Xu Weize, Yu Kai, Ye Jingjing, Li Haomin, Chen Jiajia, Yin Fei, Xu Jingfang, Zhu Jihua, Li Die, Shu Qiang
Department of Cardiac Surgery, The Children's Hospital, Zhejiang University School of Medicine, National Clinical Research Center for Child Health, 310057 Hangzhou, China.
Department of Ultrasound, The Children's Hospital, Zhejiang University School of Medicine, National Clinical Research Center for Child Health, 310057 Hangzhou, China.
Artif Intell Med. 2022 Apr;126:102257. doi: 10.1016/j.artmed.2022.102257. Epub 2022 Feb 19.
Congenital heart diseases (CHD) are the most common birth defects, and the early diagnosis of CHD is crucial for CHD therapy. However, there are relatively few studies on intelligent auscultation for pediatric CHD, due to the fact that effective cooperation of the patient is required for the acquisition of useable heart sounds by electronic stethoscopes, yet the quality of heart sounds in pediatric is poor compared to adults due to the factors such as crying and breath sounds. This paper presents a novel pediatric CHD intelligent auscultation method based on electronic stethoscope. Firstly, a pediatric CHD heart sound database with a total of 941 PCG signal is established. Then a segment-based heart sound segmentation algorithm is proposed, which is based on PCG segment to achieve the segmentation of cardiac cycles, and therefore can reduce the influence of local noise to the global. Finally, the accurate classification of CHD is achieved using a majority voting classifier with Random Forest and Adaboost classifier based on 84 features containing time domain and frequency domain. Experimental results show that the performance of the proposed method is competitive, and the accuracy, sensitivity, specificity and f1-score of classification for CHD are 0.953, 0.946, 0.961 and 0.953 respectively.

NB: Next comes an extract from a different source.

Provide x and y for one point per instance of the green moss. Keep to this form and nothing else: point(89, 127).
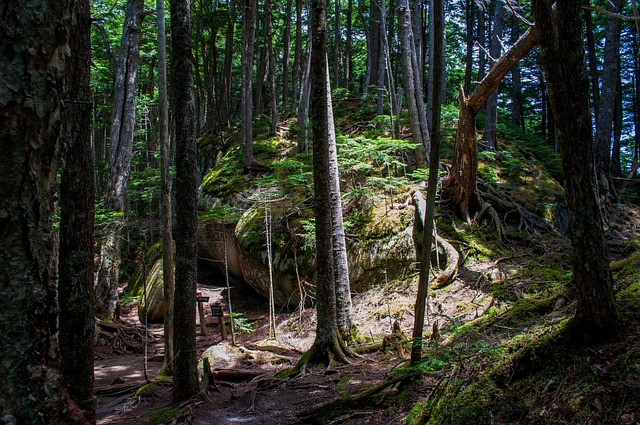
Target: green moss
point(164, 415)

先天性心脏病(CHD)是最常见的出生缺陷,CHD的早期诊断对其治疗至关重要。然而,针对小儿CHD的智能听诊研究相对较少,因为电子听诊器获取可用心音需要患者的有效配合,而由于哭闹和呼吸音等因素,小儿的心音质量与成人相比很差。本文提出了一种基于电子听诊器的新型小儿CHD智能听诊方法。首先,建立了一个包含941个心音图(PCG)信号的小儿CHD心音数据库。然后提出了一种基于段的心音分割算法,该算法基于PCG段实现心动周期的分割,从而可以减少局部噪声对全局的影响。最后,基于包含时域和频域的84个特征,使用随机森林和Adaboost分类器的多数投票分类器实现CHD的准确分类。实验结果表明,该方法的性能具有竞争力,CHD分类的准确率、灵敏度、特异性和F1分数分别为0.953、0.946、0.961和0.953。